Die Szene im Vordergrund wird von einer flachen, ländlichen Landschaft mit Architekturen in der Ferne eingerahmt.
In ausgezeichnetem Erhaltungszustand in einem geschnitzten und vergoldeten Holzrahmen.
Diese Landschaft ist unten rechts signiert und datiert: Charles Philogèned Tschaggeny (Brüssel 1815-1894); Bruder des Tiermalers und Anatomen Edmond, Autor des anatomischen Rinderatlas für Künstler, dessen aquarellierten anatomischen Tafeln sich an der Katholischen Universität Leuven in Louvain-la-Neuve befinden. Charles Philogèned Tschaggeny war Meisterschüler von Eugène Joseph Verboeckhaven, dem weltberühmten Tiermaler der damaligen Zeit, der sich auf die Malerei von Pferden und das Genre des Animalier spezialisierte.

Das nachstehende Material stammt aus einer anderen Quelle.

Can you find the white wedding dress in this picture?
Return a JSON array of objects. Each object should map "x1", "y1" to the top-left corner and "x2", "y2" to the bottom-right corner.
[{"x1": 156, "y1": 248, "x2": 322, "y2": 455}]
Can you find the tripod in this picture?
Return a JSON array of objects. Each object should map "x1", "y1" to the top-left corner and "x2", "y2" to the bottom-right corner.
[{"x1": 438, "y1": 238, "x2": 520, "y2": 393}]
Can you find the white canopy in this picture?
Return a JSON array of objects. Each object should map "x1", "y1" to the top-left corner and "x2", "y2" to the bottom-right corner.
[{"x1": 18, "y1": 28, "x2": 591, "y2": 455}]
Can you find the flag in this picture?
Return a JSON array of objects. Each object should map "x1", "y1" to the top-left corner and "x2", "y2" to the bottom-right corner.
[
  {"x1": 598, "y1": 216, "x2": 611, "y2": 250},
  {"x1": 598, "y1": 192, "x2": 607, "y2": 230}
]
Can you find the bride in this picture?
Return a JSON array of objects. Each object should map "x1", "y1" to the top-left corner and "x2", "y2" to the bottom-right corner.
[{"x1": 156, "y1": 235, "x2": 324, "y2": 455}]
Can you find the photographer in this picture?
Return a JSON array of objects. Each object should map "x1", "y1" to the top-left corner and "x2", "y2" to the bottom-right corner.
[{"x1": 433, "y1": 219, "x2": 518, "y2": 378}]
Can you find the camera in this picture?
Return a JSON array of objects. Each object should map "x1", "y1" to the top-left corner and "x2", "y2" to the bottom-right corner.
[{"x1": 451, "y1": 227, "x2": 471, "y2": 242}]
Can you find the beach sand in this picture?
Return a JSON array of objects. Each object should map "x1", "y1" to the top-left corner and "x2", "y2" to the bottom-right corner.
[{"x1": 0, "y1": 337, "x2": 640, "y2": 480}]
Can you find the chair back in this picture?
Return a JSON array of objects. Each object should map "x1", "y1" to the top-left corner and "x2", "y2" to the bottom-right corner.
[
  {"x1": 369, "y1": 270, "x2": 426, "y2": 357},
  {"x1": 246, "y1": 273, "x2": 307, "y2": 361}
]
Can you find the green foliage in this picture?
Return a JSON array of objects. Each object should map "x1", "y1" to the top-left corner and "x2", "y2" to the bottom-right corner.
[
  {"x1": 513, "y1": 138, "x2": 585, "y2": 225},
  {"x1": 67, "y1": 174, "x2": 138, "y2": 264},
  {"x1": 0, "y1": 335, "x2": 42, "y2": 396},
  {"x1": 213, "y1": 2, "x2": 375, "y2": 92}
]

Er war als Maler und Kupferstecher in den Niederlanden tätig, wo er 1845 bei der Brüsseler Salon eine Goldmedaille gewann, und 1846 bei der Antwerpener Salon, aber auch in England, London, Oxford und Cambridge, wohin er in den Jahren 1848-1849 zog. Er etablierte sich als einer der besten romantischen Künstler und Tierporträtisten und festigte sich einen exzellenten kommerziellen Ruf, auch dank seiner Gönner wie König Wilhelm II. der Niederlande, Leopold I. von Belgien und Marie Henriette von Österreich. Die englische Königin Victoria selbst, eine große Bewunderin, kaufte 1851 ein Gemälde für ihre Sammlung.
Tschaggeny wurde 1865 Mitglied der Royal Academy.